SIMPLE SUMMARY: The present review is aimed to discuss the relevance of assaying for the presence and isolation of circulating tumor cells (CTCs) in patients with sarcoma. Just a few studies have been performed to detect and enumerate viable CTCs in sarcoma and a majority of them still represent proof-of-concept studies, while more frequently tumor cells have been detected in the circulation by using the PCR-based method. Nevertheless, recent advances in technologies allowed detection of epithelial–mesenchymal transitioned CTCs from patients with mesenchymal malignancies, despite results being mostly preliminary. The possibility to identify CTCs holds a great promise for both applications of liquid biopsy in sarcoma for precision medicine, and for research purposes to pinpoint the mechanism of the metastatic process through the characterization of tumor mesenchymal cells. Coherently, clinical trials in sarcoma have been designed accordingly to detect CTCs, for diagnosis, identification of novel therapeutic targets and resistance mechanisms of systemic therapies, and patient stratification.

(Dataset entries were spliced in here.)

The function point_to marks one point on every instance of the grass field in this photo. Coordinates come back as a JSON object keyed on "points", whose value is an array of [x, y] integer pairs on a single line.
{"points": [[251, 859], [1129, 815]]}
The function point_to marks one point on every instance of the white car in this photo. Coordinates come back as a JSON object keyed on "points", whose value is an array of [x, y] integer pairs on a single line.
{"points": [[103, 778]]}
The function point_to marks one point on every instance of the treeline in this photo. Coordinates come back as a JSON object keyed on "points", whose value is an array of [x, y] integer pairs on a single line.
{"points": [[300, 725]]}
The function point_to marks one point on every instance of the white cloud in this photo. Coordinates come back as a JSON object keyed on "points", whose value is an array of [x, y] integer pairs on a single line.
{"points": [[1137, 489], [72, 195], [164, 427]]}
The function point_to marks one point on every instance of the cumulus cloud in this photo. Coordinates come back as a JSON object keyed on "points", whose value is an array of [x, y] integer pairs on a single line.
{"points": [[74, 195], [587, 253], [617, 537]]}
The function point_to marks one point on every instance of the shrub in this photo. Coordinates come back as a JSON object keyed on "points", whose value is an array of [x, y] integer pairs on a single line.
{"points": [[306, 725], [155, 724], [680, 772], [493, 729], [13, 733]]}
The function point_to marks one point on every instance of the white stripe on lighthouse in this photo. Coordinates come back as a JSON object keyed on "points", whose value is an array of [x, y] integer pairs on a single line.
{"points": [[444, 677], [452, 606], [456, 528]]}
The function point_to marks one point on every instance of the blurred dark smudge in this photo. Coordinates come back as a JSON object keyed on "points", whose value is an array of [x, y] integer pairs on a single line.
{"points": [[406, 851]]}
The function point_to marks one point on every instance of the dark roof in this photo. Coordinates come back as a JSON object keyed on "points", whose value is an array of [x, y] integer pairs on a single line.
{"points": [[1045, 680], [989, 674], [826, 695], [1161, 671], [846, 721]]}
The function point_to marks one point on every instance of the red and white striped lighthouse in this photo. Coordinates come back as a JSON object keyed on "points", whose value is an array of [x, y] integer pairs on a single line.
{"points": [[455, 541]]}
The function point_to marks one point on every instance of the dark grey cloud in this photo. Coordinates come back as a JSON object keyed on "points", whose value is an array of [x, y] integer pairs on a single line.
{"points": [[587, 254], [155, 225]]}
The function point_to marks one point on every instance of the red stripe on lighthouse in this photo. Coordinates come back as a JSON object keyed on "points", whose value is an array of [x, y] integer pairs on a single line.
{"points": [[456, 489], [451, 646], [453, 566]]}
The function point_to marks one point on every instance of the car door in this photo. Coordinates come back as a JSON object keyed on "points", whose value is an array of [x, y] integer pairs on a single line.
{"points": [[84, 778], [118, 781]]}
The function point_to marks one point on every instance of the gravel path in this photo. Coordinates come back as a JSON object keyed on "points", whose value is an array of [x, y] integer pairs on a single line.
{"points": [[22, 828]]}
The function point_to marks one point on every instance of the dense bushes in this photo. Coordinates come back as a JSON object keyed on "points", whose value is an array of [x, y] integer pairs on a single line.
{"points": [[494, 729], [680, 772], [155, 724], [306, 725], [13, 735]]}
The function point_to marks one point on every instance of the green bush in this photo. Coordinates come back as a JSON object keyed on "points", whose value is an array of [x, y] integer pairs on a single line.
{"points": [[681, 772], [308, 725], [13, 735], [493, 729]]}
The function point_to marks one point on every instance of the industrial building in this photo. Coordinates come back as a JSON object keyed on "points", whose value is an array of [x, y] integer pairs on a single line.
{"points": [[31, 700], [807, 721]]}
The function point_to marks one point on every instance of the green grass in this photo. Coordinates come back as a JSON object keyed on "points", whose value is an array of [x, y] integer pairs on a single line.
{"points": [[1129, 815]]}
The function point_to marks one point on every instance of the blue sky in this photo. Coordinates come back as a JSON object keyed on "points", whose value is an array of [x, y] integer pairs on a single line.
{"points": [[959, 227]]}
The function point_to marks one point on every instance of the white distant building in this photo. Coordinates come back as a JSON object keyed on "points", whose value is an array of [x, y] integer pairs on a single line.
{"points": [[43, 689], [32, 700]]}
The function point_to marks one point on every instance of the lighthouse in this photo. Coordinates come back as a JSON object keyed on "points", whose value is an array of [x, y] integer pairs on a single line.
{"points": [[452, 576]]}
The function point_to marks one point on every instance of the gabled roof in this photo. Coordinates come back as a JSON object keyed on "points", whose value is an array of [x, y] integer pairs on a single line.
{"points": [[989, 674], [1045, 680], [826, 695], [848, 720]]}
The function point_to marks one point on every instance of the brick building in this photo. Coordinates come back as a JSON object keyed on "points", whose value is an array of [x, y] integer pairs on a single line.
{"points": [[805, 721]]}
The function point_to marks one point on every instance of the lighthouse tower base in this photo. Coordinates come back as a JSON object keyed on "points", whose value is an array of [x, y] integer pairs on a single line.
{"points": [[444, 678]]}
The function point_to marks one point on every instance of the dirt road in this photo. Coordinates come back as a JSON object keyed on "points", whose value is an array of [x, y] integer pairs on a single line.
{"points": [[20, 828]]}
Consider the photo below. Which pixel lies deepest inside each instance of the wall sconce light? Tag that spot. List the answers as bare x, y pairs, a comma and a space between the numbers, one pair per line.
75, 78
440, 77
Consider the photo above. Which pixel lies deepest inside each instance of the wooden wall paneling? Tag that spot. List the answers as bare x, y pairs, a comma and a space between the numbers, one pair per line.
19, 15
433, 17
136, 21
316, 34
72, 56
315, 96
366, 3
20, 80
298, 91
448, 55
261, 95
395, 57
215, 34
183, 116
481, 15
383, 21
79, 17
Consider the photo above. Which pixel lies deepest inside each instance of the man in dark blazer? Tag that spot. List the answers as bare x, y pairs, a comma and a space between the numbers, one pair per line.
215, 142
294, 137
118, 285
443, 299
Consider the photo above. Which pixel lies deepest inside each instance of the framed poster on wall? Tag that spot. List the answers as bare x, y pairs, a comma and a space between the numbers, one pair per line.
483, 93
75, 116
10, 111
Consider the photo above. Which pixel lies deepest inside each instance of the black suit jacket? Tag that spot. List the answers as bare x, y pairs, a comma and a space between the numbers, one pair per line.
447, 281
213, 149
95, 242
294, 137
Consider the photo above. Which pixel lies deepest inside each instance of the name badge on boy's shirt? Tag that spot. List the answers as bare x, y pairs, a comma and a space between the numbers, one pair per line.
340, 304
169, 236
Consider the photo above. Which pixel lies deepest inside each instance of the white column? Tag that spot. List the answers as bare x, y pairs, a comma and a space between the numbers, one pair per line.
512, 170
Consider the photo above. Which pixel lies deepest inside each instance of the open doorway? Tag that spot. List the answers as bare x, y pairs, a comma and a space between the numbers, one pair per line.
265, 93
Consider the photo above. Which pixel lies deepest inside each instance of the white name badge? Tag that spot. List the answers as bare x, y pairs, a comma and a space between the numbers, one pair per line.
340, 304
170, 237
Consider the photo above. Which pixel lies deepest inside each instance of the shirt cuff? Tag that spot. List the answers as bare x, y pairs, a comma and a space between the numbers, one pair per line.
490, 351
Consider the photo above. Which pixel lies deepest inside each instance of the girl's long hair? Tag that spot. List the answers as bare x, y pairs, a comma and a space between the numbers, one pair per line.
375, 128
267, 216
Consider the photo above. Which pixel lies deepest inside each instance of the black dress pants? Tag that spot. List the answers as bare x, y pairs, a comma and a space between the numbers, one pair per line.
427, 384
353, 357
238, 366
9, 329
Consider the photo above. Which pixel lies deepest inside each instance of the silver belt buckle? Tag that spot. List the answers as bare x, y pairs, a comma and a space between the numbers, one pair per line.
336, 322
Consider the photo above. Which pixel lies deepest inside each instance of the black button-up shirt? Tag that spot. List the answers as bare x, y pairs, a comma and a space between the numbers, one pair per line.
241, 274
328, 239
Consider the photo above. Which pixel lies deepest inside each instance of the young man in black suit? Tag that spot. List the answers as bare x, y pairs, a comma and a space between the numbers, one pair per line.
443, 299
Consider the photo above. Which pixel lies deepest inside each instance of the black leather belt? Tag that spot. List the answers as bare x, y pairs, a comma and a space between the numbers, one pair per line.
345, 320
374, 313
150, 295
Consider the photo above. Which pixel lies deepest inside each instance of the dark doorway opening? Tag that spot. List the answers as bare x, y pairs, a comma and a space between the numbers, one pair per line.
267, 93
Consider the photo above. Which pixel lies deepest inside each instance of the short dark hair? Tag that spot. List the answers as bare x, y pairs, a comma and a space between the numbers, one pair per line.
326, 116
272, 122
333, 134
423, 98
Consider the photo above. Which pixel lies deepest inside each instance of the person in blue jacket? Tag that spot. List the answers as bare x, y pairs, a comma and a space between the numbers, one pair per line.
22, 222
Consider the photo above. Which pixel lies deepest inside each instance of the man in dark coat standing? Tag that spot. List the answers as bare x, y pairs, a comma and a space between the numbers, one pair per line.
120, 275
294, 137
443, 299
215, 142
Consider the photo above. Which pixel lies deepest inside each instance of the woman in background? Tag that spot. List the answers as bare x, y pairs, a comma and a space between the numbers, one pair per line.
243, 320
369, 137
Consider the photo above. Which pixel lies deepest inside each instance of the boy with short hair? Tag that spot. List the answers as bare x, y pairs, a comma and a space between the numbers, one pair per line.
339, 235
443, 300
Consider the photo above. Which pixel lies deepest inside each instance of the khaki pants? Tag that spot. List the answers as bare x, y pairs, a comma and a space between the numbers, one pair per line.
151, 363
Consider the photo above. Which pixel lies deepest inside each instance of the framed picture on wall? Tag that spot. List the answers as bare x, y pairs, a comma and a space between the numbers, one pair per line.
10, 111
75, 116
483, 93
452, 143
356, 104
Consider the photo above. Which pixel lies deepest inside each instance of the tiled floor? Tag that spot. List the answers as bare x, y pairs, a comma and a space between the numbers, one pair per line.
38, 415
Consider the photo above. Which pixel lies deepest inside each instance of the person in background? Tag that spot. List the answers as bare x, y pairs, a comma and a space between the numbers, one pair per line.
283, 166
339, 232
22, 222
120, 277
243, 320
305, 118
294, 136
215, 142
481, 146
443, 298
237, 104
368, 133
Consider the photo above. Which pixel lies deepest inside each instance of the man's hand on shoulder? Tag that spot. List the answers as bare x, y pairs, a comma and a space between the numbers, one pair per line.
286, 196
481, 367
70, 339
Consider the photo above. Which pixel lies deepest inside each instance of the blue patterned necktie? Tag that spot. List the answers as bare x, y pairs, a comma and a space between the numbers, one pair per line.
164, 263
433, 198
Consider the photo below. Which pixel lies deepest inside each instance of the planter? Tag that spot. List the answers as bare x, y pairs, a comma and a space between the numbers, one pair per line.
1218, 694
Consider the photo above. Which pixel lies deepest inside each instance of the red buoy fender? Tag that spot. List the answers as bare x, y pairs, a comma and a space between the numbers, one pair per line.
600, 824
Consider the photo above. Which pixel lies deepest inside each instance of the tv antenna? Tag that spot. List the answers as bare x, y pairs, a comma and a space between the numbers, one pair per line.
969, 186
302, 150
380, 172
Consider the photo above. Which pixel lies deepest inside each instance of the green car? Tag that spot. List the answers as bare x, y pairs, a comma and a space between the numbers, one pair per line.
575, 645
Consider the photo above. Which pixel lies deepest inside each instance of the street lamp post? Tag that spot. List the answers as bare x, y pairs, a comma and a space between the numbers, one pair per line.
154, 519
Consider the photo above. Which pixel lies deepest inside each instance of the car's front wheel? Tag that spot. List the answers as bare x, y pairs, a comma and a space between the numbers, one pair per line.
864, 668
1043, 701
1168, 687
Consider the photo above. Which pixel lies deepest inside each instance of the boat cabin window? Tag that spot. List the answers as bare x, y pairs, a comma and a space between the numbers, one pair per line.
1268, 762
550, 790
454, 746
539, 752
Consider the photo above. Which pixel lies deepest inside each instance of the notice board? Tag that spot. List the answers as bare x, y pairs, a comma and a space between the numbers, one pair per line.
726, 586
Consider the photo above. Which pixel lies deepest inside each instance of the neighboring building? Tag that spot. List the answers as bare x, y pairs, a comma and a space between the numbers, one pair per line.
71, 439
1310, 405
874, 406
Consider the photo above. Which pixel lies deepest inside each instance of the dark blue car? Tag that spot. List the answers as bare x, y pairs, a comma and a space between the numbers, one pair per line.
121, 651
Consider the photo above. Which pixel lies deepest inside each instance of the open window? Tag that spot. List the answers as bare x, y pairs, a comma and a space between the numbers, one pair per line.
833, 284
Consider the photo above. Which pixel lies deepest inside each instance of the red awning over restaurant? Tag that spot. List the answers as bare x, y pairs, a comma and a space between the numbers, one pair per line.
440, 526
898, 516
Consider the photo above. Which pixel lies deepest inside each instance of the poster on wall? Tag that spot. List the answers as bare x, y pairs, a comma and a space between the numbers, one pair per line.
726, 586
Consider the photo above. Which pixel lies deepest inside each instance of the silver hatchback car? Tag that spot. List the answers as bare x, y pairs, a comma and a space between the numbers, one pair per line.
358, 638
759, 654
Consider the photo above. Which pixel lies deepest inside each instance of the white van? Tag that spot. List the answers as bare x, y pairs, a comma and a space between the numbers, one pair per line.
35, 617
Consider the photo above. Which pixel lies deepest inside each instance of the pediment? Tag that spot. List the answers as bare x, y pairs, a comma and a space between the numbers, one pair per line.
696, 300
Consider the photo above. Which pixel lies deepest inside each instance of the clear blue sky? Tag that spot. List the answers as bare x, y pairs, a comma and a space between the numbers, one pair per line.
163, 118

ABSTRACT: Bone and soft tissue sarcomas (STSs) represent a group of heterogeneous rare malignant tumors of mesenchymal origin, with a poor prognosis. Due to their low incidence, only a few studies have been reported addressing circulating tumor cells (CTCs) in sarcoma, despite the well-documented relevance for applications of liquid biopsy in precision medicine. In the present review, the most recent data relative to the detection and isolation of viable and intact CTCs in these tumors will be reviewed, and the heterogeneity in CTCs will be discussed. The relevance of epithelial–mesenchymal plasticity and stemness in defining the phenotypic and functional properties of these rare cells in sarcoma will be highlighted. Of note, the existence of dynamic epithelial–mesenchymal transition (EMT)-related processes in sarcoma tumors has only recently been related to their clinical aggressiveness. Also, the presence of epithelial cell adhesion molecule (EpCAM)-positive CTC in sarcoma has been weakly correlated with poor outcome and disease progression, thus proving the existence of both epithelial and mesenchymal CTC in sarcoma. The advancement in technologies for capturing and enumerating all diverse CTCs phenotype originating from these mesenchymal tumors are presented, and results provide a promising basis for clinical application of CTC detection in sarcoma.